Which version of Python are you using? Could you please show the output of ls -lh ~/.art/data/?

jinglin80 commented 5 years ago

The problem solved!!! Thank you.

However, when I run the notebook attack_defense_imagenet, I got following error:

[image: image.png]

On Wed, Jul 10, 2019 at 5:04 AM Beat Buesser notifications@github.com wrote:

I think the torch version should not be a problem here.

Which version of Python are you using? Could you please show the output of ls -lh ~/.art/data/?

— You are receiving this because you were mentioned. Reply to this email directly, view it on GitHub https://github.com/IBM/adversarial-robustness-toolbox/issues/109?email_source=notifications&email_token=AJL4ETY77GGIQQLW4HASNTLP6WQZHA5CNFSM4H65RED2YY3PNVWWK3TUL52HS4DFVREXG43VMVBW63LNMVXHJKTDN5WW2ZLOORPWSZGODZS2IOA#issuecomment-509977656, or mute the thread https://github.com/notifications/unsubscribe-auth/AJL4ET2L4FK56TSK33UJJ3LP6WQZHANCNFSM4H65REDQ .

beat-buesser commented 5 years ago

How did you solve it?

beat-buesser commented 5 years ago

I cannot see the image in you previous message. Could you please upload the image or its message again?

jinglin80 commented 5 years ago

I delete the old version, reinstall dev version, and clear ~.art/data.

On Wed, Jul 10, 2019 at 11:45 AM Beat Buesser notifications@github.com wrote:

How did you solve it?

— You are receiving this because you were mentioned. Reply to this email directly, view it on GitHub https://github.com/IBM/adversarial-robustness-toolbox/issues/109?email_source=notifications&email_token=AJL4ET6HLCDLQAYX4MBOSADP6X7YJA5CNFSM4H65RED2YY3PNVWWK3TUL52HS4DFVREXG43VMVBW63LNMVXHJKTDN5WW2ZLOORPWSZGODZT4LSI#issuecomment-510117321, or mute the thread https://github.com/notifications/unsubscribe-auth/AJL4ETZLR7PNF76RUGBVWCLP6X7YJANCNFSM4H65REDQ .
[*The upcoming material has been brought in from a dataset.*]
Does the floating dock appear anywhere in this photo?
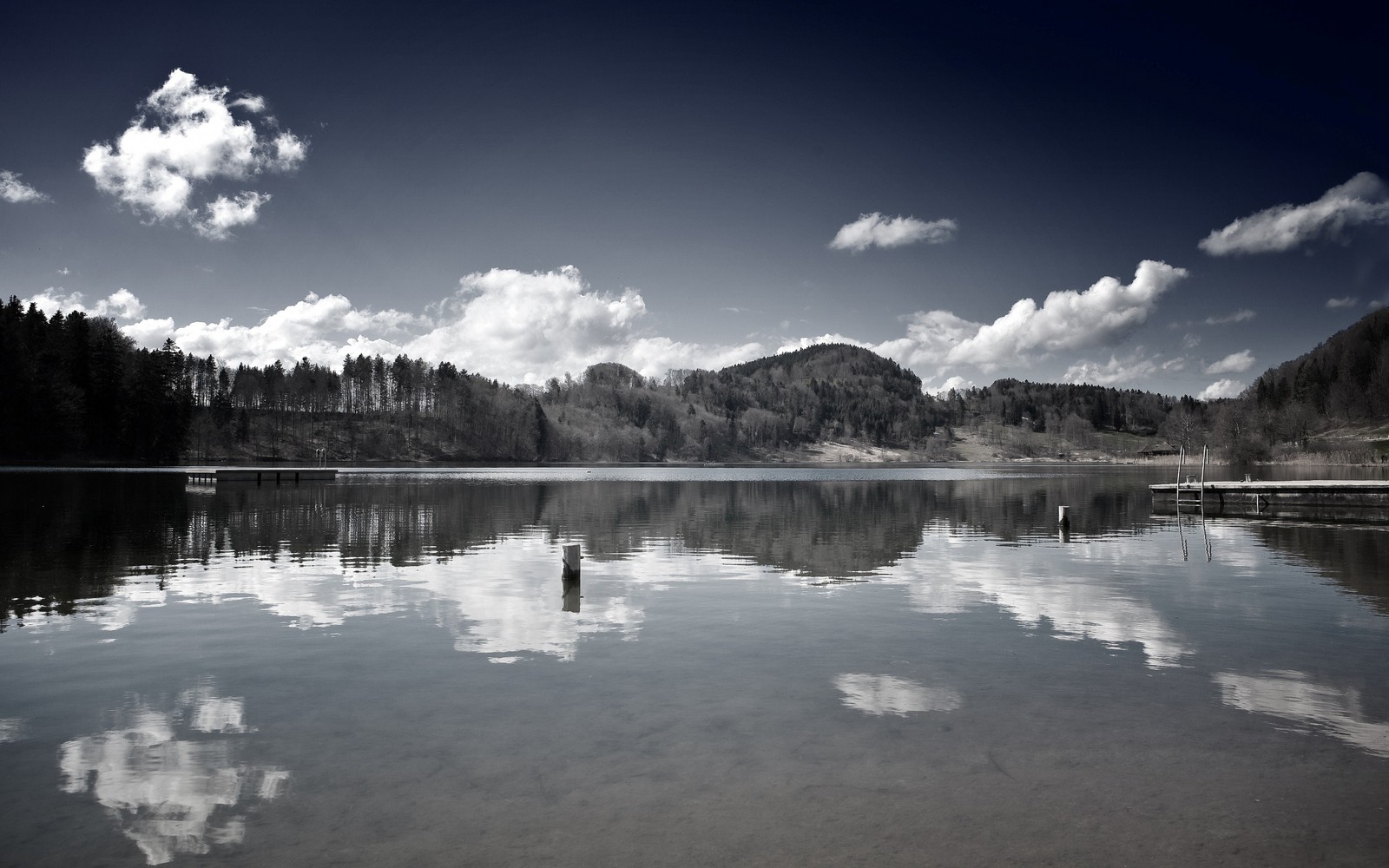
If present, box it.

jinglin80 commented 5 years ago

Here you goes.

The code (from attack_defense_imagenet notebook) I run: from os.path import join, abspath, expanduser

Get Imagenet labels

path = expanduser('~/git/nemesis') with open(join(path, "imagenet/labels.txt"), "r") as f_input: class_names = eval(f_input.read())

Get some data

image_file = join(path,'test_api/clean100/n04479046_2998224x224.jpg') image = image.load_img(image_file, target_size=(224, 224)) img = image.img_toarray(image) plt.imshow(img / 255) img = img[None, ...]

Predict for clean image

pred = classifier.predict(img) label = np.argmax(pred, axis=1)[0] confidence = pred[:,label][0] print('Prediction:', class_names[label], '- confidence {0:.2f}'.format(confidence))

The error message I got:

FileNotFoundError Traceback (most recent call last)

in 3 # Get Imagenet labels 4 path = expanduser('~/git/nemesis') ----> 5 with open(join(path, "imagenet/labels.txt"), "r") as f_input: 6 class_names = eval(f_input.read()) 7 FileNotFoundError: [Errno 2] No such file or directory: '/Users/jinglin/git/nemesis/imagenet/labels.txt'
beat-buesser commented 5 years ago

Thank you! This is indeed an error. It looks like the file with the imagenet class names got lost.

I'll rename this issue accordingly and try to fix it soon.

beat-buesser commented 5 years ago

@jinglin80 I have fixed the notebook on branch development_issue_109. If you have time, please let me know if it works for you.